Cathy Maris in Continuing Studies was eager to offer a course related to the current political climate, so when she learned of the course I was teaching Rice undergraduates in the fall of 2016, she asked me to offer a version for the wider community through the Glasscock School. I was eager to sign on, as I hoped (and still hope) that helping others think about what democratic citizenship requires of them might, in some small way, contribute to the rebuilding of our public political culture.
What was the key difference between this audience and the undergraduate classroom?
I think the life experience of these students made a difference for the conversations we could have. Students in the GSCS class were current or former federal employees, educators, artists, scientists, parents, and grandparents. They came from all over the world and arrived with a variety of political perspectives. This diversity allowed me to sustain conversations that moved in multiple directions and extended well beyond the core material. My undergraduate students had important intuitions about all of the issues we discussed, but given that most had had relatively similar life experiences up to that point, they were ironically less likely to disagree with one another, or with me.
Students in the GSCS class were current or former federal employees, educators, artists, scientists, parents, and grandparents. They came from all over the world and arrived with a variety of political perspectives. This diversity allowed me to sustain conversations that moved in multiple directions and extended well beyond the core material.
What is meant by the “psychological, anthropological and philosophical accounts of disagreement” that you taught in this class?
The “accounts” I was referencing there are explanations of disagreement that were developed within the context of each of those disciplines. Though disagreement is a central concern of all three disciplines, the theories that are developed in each are rarely integrated. In my mind, we can’t arrive at an informed judgment about how we should respond to disagreement until we understand the insights of all three disciplines.

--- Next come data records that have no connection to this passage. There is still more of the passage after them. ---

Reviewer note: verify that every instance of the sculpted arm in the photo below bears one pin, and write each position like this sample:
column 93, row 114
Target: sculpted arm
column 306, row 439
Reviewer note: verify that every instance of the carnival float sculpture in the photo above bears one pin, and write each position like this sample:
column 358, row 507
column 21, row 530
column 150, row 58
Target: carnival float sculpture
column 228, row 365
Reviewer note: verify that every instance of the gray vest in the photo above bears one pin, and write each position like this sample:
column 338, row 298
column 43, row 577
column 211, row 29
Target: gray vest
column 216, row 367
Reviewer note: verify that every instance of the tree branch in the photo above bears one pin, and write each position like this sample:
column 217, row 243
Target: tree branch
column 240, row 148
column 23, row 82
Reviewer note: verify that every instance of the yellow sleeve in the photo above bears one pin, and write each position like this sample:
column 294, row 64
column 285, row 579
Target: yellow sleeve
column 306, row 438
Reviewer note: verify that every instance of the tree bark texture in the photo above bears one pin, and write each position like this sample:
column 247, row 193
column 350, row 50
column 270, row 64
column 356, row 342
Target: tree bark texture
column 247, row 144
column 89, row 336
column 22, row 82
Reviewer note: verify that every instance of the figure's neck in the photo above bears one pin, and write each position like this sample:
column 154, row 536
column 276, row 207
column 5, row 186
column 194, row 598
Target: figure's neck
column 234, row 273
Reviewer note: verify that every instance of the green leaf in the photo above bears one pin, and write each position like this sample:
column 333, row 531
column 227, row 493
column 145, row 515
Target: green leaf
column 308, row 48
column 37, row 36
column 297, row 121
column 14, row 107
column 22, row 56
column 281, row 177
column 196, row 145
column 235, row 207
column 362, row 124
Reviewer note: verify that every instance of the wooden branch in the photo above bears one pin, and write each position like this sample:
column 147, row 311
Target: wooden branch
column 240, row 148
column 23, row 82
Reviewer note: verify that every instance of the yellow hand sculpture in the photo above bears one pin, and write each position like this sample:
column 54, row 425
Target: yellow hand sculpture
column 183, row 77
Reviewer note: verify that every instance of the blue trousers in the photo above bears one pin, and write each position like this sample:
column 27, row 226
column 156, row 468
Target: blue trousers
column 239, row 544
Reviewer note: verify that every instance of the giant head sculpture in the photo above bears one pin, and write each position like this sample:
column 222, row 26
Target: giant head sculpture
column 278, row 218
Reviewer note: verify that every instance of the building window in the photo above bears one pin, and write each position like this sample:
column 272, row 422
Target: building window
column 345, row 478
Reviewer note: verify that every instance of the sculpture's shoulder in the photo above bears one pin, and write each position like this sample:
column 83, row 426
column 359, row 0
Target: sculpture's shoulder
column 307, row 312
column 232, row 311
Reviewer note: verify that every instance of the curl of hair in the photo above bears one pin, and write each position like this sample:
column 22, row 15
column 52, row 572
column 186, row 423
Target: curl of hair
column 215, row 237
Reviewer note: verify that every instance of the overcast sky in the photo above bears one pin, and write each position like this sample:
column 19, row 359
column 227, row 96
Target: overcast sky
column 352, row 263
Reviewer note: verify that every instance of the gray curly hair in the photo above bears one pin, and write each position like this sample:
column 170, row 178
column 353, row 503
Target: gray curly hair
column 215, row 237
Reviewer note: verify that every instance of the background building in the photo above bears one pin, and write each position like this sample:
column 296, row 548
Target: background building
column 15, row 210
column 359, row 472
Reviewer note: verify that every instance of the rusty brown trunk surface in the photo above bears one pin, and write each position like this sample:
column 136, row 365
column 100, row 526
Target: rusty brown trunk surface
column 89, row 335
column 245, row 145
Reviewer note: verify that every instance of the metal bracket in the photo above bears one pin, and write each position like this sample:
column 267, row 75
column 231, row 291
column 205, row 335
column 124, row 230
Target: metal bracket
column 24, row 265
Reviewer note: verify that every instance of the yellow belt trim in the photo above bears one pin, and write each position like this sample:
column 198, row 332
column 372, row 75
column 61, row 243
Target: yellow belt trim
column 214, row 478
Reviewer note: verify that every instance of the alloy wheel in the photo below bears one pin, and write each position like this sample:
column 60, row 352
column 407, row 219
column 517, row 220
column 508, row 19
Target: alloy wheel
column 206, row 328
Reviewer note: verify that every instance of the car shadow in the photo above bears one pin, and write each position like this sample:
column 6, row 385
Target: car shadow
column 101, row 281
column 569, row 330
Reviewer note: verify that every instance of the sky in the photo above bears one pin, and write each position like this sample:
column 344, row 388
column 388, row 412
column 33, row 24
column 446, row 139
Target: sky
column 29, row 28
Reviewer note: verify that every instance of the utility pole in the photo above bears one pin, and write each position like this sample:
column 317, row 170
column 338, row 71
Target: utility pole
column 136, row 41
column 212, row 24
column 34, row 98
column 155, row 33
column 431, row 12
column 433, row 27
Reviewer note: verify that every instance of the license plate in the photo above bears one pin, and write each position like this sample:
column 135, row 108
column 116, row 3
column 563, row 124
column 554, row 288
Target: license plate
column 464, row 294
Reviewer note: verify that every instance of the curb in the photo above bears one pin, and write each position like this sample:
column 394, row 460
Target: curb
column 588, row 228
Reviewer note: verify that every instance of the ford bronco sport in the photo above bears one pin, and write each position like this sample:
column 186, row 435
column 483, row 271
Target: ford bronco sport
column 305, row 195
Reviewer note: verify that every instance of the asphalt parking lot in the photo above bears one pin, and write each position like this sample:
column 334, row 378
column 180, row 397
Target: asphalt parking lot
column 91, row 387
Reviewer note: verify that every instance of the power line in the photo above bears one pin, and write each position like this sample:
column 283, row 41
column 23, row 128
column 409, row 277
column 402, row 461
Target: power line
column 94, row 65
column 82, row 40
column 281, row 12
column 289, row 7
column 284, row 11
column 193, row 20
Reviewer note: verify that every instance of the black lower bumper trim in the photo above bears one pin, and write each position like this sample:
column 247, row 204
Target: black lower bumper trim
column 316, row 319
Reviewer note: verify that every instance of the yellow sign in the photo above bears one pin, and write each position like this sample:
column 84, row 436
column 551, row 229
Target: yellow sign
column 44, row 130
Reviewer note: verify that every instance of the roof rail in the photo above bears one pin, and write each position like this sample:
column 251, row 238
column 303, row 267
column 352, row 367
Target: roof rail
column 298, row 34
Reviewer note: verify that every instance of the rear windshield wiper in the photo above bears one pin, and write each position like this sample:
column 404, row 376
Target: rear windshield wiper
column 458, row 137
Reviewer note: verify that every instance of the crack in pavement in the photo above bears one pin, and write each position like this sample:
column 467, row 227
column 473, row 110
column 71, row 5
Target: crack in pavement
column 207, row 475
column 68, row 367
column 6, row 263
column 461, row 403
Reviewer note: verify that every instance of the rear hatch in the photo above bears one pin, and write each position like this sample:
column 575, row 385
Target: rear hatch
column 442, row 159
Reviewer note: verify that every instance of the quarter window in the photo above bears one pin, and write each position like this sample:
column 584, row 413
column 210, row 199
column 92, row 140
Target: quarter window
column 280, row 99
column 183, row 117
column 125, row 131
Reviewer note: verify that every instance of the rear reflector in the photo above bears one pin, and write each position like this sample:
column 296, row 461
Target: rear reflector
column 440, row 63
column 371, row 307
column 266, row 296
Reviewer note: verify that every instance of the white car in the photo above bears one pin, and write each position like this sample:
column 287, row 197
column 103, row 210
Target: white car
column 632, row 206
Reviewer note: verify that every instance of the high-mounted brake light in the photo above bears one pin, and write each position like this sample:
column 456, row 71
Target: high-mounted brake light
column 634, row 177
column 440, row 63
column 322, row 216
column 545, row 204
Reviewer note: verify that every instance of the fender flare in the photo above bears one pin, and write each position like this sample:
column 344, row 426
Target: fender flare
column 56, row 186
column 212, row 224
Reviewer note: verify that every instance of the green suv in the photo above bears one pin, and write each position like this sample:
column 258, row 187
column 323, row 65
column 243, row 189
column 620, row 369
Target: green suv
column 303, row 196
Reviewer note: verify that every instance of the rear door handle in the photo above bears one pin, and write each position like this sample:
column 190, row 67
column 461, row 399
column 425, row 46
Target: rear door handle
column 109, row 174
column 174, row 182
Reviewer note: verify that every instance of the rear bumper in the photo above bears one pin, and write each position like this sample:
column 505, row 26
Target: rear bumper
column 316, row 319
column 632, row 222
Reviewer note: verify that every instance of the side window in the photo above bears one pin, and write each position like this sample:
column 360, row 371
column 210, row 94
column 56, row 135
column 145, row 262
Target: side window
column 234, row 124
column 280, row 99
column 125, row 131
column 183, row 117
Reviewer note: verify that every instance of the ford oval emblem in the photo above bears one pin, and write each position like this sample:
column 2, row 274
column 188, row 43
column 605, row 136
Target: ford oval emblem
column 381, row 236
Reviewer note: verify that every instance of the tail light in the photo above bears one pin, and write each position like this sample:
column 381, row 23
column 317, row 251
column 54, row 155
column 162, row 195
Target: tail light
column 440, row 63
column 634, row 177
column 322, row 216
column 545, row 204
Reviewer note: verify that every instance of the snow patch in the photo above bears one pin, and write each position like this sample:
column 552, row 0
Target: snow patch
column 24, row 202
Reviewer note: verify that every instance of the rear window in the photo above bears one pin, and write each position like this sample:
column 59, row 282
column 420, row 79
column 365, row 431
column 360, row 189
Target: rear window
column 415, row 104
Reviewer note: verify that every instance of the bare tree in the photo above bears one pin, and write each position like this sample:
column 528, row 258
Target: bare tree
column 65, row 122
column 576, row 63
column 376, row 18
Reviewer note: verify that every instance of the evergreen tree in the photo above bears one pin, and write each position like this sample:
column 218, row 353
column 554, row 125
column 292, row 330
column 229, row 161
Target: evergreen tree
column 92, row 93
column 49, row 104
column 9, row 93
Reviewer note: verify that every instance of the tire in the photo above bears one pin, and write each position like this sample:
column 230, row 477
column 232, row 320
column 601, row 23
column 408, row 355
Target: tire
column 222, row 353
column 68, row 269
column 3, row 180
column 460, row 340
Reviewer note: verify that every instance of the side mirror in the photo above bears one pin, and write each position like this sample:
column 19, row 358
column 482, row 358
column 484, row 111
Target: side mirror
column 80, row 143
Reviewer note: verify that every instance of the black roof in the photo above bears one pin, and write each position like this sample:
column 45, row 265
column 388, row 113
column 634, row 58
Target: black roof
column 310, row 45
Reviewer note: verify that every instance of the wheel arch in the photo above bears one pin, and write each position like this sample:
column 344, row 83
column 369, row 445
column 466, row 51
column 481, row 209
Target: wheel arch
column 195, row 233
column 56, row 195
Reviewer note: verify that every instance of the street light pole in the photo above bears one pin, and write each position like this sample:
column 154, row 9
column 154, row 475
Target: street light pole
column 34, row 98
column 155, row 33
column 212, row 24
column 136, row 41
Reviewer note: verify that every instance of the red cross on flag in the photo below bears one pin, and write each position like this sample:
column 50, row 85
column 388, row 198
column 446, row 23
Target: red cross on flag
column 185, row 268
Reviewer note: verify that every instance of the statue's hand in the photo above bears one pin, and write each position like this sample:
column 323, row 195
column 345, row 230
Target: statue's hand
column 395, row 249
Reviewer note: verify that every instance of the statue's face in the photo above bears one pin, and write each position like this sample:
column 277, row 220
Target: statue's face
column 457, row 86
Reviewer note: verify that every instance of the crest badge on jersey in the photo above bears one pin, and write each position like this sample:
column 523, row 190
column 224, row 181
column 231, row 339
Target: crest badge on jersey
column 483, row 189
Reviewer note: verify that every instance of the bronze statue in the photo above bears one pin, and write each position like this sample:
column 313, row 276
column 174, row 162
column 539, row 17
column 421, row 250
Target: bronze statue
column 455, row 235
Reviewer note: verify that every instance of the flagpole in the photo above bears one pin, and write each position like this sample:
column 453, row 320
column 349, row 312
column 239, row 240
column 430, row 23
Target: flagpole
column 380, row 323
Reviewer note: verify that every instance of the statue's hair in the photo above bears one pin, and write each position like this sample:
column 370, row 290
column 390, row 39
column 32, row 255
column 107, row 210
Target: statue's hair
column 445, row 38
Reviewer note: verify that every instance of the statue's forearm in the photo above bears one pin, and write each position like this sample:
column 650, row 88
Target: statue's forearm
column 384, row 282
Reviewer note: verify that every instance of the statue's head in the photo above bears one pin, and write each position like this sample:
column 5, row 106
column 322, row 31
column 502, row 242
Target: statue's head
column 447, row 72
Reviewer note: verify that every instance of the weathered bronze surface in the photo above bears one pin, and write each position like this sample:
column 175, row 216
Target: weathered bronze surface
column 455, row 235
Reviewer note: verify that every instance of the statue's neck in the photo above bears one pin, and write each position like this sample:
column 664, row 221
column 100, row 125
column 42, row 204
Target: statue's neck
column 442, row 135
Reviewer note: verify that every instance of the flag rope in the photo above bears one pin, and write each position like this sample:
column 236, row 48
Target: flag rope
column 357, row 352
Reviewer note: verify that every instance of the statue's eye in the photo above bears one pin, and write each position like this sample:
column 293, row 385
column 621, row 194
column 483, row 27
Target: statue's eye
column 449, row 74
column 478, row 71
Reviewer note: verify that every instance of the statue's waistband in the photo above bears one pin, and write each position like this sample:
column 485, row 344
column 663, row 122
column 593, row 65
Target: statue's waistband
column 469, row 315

As private citizens, how should we respond to disagreement?
If this question had an easy answer, I wouldn’t need to offer an entire course about it! All I can really say is: it’s complicated. Much depends on the nature of the disagreement and the goals of our response. Do we disagree about values, about whether climate change is real, or whether 2+2=4? Do we want our response to sustain relationships, advance justice, or move us toward truth? The social sciences can give us some important insight into which responses will be most effective in which contexts, but is that all that matters? Is it OK to use what we’ve learned from psychology to “win” a debate? Or do we have additional moral obligations to respect the agency of fellow citizens, engaging them as equals in conversation?
What was an example of the insights you offered on “conducting effective, respectful disagreement”?
For starters, our conversations could be significantly improved if we all recognized that moral truth is not self-evident. That is not to say that moral truth does not exist, or that it can’t be discovered. The point is simply that such discovery is hard work. As a result, we should expect moral disagreement, be less certain of our moral positions in the face of such disagreement, and engage with others with a willingness to learn together through mutual critique. There is nothing wrong with trying to convince or educate our conversation partners about what we believe. But how often are we equally open to being convinced or educated ourselves?
There is nothing wrong with trying to convince or educate our conversation partners about what we believe. But how often are we equally open to being convinced or educated ourselves?
Is the public hungry for this kind of information?
My sense is that most of us, whatever our views about specific policy matters, are worried about recent changes in our public political culture. This includes our increasing polarization, decreasing support for the institutions of liberal democracy, and a near complete collapse of political discourse that starts with the premise that we should offer all fellow citizens fair terms of cooperation. So, yes, I think we’re all hungry for these conversations.